Given the rising rates of stress, anxiety and depression for children and young people, it is no wonder that many parents are looking for ways to encourage mindfulness practices and self-awareness. But how can we make these abstract concepts come alive?

One way, drawing on the multicultural storytelling techniques used in The Campfire Method, is to weave an engaging story based on the ancient mythology of Buddhism. One story, “The Two Acrobats,” originates from an ancient fable-within-a-fable shared by the Buddha to fellow monks. My interpretation follows:

Long ago, a pair of acrobats traveled the country. Though very humble and poor, they earned just enough to get by with their fantastical feats. 

The master was an old man who moved with grace and ease, and his apprentice, a young girl named Meda, was small and agile. Together they made the perfect pair: the old man confidently balanced a tall bamboo pole on his head while Meda climbed to the top. At every stop, they delighted their audience and people generously gave them coins and food.

 One day, the pair found themselves in a crowded old city. They made their way to the center of the market and set up their bamboo poles among the rich smells and loud merchant calls. As the crowd gathered, Meda felt the pinch of nerves. This was their big chance to earn some money and something delicious to eat.

The Master, seeing her worry, leaned over and whispered, “Listen, I can see that you’re nervous so let’s help each other out. You watch me, and I will watch you. You take care of me, and I promise to take care of you.”

Meda paused. She admired the Master for his wisdom and knowledge. Without him, Meda wouldn’t know how to balance on a pole or perform for an audience. She looked up at the crowd gathering around them, stretching to see the bamboo acrobats, but something seemed off. 

“No Master,” Meda replied. “If I don’t look after myself, I will fall. And if I fall, our whole show will be ruined, no one will clap and we won’t have anything to eat.” Meda turned around and climbed onto his frail shoulders, the Master still in shock that she had defied him. Maintaining her concentration, Meda walked carefully onto the bamboo pole. Looking out into the crowd, she took a graceful bow and walked rhythmically along the pole back to the Master. The crowd gasped as she made a small but skillful jump, bowing this time to her Master. Tumbling onto her feat, the crowd exploded in applause and even the Master clapped for his defiant apprentice! 

Through the telling of this ancient story, parents can highlight three lessons in mindfulness and focus for children. 

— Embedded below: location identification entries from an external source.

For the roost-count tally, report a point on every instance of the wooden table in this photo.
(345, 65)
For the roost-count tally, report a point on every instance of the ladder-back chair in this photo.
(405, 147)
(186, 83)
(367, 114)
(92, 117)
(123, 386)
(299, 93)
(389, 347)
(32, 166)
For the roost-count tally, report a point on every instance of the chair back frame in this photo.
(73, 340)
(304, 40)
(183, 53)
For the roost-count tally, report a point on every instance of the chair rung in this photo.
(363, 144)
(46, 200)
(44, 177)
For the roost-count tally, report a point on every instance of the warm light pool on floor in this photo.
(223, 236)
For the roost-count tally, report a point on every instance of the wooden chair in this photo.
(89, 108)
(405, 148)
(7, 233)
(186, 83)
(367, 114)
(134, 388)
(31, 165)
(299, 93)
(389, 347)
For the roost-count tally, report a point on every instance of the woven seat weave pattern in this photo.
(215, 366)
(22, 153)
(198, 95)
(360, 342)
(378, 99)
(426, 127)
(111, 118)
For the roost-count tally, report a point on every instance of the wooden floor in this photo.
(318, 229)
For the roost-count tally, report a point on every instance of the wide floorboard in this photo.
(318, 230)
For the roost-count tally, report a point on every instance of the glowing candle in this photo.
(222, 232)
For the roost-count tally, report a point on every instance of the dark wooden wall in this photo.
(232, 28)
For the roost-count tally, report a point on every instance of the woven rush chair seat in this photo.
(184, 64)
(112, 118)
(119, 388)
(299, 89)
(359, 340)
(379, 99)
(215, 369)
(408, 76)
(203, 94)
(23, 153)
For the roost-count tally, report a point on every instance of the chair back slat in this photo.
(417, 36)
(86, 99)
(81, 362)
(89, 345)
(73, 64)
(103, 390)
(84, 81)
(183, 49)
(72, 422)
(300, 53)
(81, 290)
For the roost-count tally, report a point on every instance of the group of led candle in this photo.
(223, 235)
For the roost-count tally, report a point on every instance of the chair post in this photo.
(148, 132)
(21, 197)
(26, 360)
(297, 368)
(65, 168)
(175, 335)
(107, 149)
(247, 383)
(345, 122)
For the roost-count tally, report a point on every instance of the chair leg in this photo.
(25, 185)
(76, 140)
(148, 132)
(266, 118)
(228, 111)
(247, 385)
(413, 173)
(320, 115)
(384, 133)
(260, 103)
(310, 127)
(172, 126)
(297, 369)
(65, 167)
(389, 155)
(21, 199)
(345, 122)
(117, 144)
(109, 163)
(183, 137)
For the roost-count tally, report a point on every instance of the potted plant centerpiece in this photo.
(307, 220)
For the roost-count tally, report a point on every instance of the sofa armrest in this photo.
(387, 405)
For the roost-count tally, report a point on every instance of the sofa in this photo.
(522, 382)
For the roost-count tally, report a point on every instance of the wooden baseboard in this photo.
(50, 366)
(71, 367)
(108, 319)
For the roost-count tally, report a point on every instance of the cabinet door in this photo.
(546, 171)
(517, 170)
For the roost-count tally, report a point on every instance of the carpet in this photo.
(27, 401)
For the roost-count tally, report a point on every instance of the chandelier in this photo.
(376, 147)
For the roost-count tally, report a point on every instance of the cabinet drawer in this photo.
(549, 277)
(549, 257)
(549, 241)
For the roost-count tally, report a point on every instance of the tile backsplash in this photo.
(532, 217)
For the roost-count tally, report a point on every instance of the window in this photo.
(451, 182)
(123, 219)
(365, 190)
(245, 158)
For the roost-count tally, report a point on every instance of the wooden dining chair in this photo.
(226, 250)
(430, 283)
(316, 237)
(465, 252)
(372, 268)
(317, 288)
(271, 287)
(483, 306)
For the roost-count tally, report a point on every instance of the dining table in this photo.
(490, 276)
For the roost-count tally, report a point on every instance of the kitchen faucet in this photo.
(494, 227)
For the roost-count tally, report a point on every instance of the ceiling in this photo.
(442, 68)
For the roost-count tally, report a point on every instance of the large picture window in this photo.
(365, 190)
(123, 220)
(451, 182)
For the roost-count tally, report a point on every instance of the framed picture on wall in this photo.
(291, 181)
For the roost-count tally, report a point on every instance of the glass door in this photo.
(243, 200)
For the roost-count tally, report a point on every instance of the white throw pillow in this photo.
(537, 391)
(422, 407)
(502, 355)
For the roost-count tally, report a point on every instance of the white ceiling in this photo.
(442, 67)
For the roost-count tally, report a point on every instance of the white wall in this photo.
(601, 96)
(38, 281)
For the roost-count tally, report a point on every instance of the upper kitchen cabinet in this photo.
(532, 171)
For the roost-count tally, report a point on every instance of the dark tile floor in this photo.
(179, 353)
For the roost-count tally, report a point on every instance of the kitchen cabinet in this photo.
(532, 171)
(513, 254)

Your balance is your responsibility. Even with her Master’s advice, Meda trusted that only she could control her balance. Try asking your child what would have happened if Meda had done as her Master suggested. Would she stay on top of the pole, or would she fall? This conversation can help highlight the importance of taking responsibility for your focus, your work and ultimately, the result of your efforts. 

Don’t get distracted by what others are doing. Meda knew that if she shifted her focus to her Master during their act, then her own performance would fall short. The lesson here is to focus and measure your progress by your own benchmarks. Thanks to social media and greater connectivity, unhealthy comparisons are leading to more anxiety, depression and low self esteem in kids. The story of the Two Acrobats can help your child see the importance of staying focused on their work and not getting distracted by others. 

Take care of you and care for others too. When Meda ignored her Master’s advice and focused on taking care of her, the result benefitted both of them. Drawing on Meda as the role model, talk to your child about the importance of taking care of yourself and prioritizing your goals as part of working as a team, highlighting the fact that everyone benefits from the best you.  


Recent studies have shown that mindfulness can help kids improve their academic focus while also supporting mental health and resilience against bullying. By enjoying stories like the Two Acrobats together, you can talk to your children about the value of taking care of yourself, staying focused and being aware of your thoughts. And don’t underestimate the power of mindfulness for you as a parent! Research also shows that mindfulness can reduce stress and other mental health issues when caring for small children.